Extract an E-mail From a Webpage

Article

Introduction

Webscraping is one of the most used techniques to learn about data on the Internet. It is the art of extracting the valuable and required data from a webpage which are considered as the input value for performing various computational operations to generate useful information. In this article, we will learn how we can collect email data published on any webpage. We are using Python, one of the most popular programming languages, to extract data elements value, as it has rich libraries that help to perform various required activities.

The following steps will help you to learn how to find an email on any webpage.

Step 1

We need to import all the essential libraries for our program.

BeautifulSoup: It is a Python library for extracting data out of HTML and XML files.
requests: The requests library allows us to send HTTP requests using Python.
urllib.parse: This module provides functions for manipulating URLs and their component parts, to either break them down or build them up.
collections: It provides different types of containers
re: A module that handles regular expressions.

#import packages
from bs4 import BeautifulSoup
import requests
import requests.exceptions
from urllib.parse import urlsplit
from collections import deque
import re

Step 2

Select the URL for extracting an email from a given URL.

# a queue of urls to be crawled
new_urls = deque(['https://www.gtu.ac.in/page.aspx?p=ContactUsA'])

Step 3

We have to process the given URL only once, so keep track of your processed URLs.

# a set of urls that we have already crawled
processed_urls = set()

Step 4

While crawling the given URL, we may encounter more than one the email-ID so keep them in the collections.

# a set of crawled emails
emails = set()

Step 5

Time to start crawling, we need to crawl all the URLs in the queue, maintain the list of crawled URLs & get the page content from the webpage. If any error is encountered, move to the next page.

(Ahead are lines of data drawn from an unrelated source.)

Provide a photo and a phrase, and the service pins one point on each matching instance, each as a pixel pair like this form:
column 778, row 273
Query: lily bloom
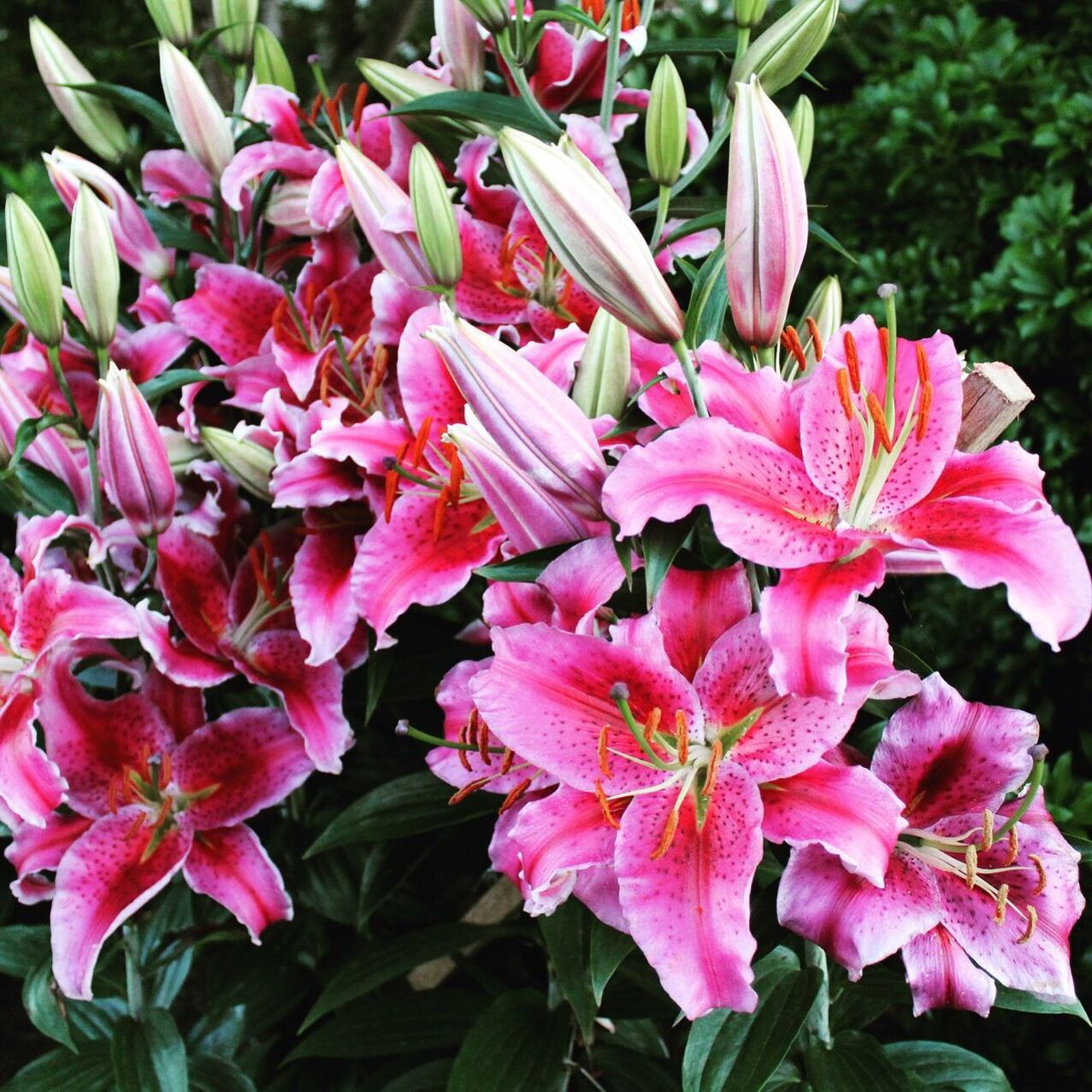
column 877, row 486
column 243, row 623
column 160, row 800
column 675, row 730
column 977, row 890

# process urls one by one until we exhaust the queue
while len(new_urls):
# move next url from the queue to the set of processed urls
url = new_urls.popleft()
processed_urls.add(url)
# get url's content
print("Processing %s" % url)
try:
response = requests.get(url)
except (requests.exceptions.MissingSchema, requests.exceptions.ConnectionError):
# ignore pages with errors
continue

Step 6

Now we need to extract some base parts of the current URL, an essential part for transfering relative links found in the document into absolute ones:

# extract base url and path to resolve relative links
parts = urlsplit(url)
base_url = "{0.scheme}://{0.netloc}".format(parts)
path = url[:url.rfind('/')+1] if '/' in parts.path else url

Step 7

From the page content extract email(s) and add them to emails set.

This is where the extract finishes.